Un finanziamento da oltre 14 milioni di euro per tre grandi interventi di bonifica in Sicilia. Il governo Musumeci prosegue il percorso di messa in sicurezza del territorio, attuando quanto contenuto nel Piano regionale delle bonifiche che prevede interventi in oltre 500 siti potenzialmente pericolosi. Il decreto, a firma del dirigente generale del dipartimento Acque e rifiuti, Salvo Cocina, è stato pubblicato sul sito della Regione e adesso seguirà il tradizionale iter per le eventuali osservazioni dei sindaci e la pubblicazione.

In totale, a disposizione dei Comuni c’erano circa 35 milioni di euro, con un bando che si è chiuso a novembre, ma gli altri progetti presentati sono stati esclusi per mancanza dei requisiti. L’assessorato all’Energia e servizi di pubblica utilità, guidato da Alberto Pierobon, nel giro di un mese dovrebbe pubblicare un nuovo avviso per consentire di spendere tutte le somme.
Tre gli interventi finanziati, il più consistente è previsto a Palermo dove 11 milioni e mezzo di euro serviranno per la messa in sicurezza e il ripristino ambientale dell’ex discarica di Acqua dei corsari, dove è prevista la realizzazione del Parco urbano intitolato a Libero Grassi. Si tratta di un’area di circa 11 ettari che verrà recuperata e messa in sicurezza anche attraverso la piantumazione e la realizzazione di barriere protettive.
A Campofranco, in provincia di Enna, un milione e mezzo finanzierà la messa in sicurezza delle ex discariche in contrada Rizza, Manna e Chiartasi, mentre a Troina, nell’Ennese, con un circa un milione di euro si interverrà sulla discarica di contrada Nunziatella-San Silvestro.
Si tratta di strutture realizzate un tempo da sindaci e prefetti in base a norme meno rigide e situazioni di emergenza. Poi dagli anni Ottanta e Novanta le leggi sono cambiate e questi impianti sono stati dismessi, ma mai formalmente chiusi. La Regione da diversi anni li ha censiti in collaborazione coi Comuni: sono 511 siti potenzialmente pericolosi, nati anche 30 anni fa, con un’estensione molto vasta. Il governo Musumeci vuole mettere fine a questa indecenza con una maxi-operazione di bonifica.

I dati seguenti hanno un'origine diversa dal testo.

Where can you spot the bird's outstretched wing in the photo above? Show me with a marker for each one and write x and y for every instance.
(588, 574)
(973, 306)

A questo punto sarà importante creare un tavolo di concertazione fra associazioni e il Comune di Palermo affinché si prenda visione dell’attuale progetto per eventuali modifiche o nuove proposte, ma soprattutto discutere circa la futura gestione dell’area affinché non si ripeta mai più quanto accaduto fino ad ora.  A a 5mln ammonta il costo della prima riqualificazione e messa in sicurezza.

E un grazie sempre rivolto sempre all’Assessore Regionale all’Ambiente Toto Cordaro e all’ex assComunale Sergio Marino, che in sinergia hanno saputo tener fede agli impegni presi e dimostrato che la politica può davvero essere al servizio del territorio. Ma vogliamo anche ringraziare la dott.ssa Cleo Li Calzi  nell’aver seguito attentamente e con passione queste delicate fasi procedurali che hanno permesso questa notizia ed Alice Grassi, figlia di Libero Grassi.  Non dimentichiamo neppure Addio Pizzo, Palermo Ciclabile Mobilita Palermo, Mario Pintagro di Repubblica-Palermo, Aldo Penna (instancabile attivista del locale Comitato), il gruppo “Corsari Assetati” coadiuvati dalla prof. Virna Chessari, l’Ecomuseo Mare Memoria Viva, Parco Uditore che assieme hanno dato supporto alle iniziative del Comitato per il Parco Acqua dei Corsari “Libero Grassi”.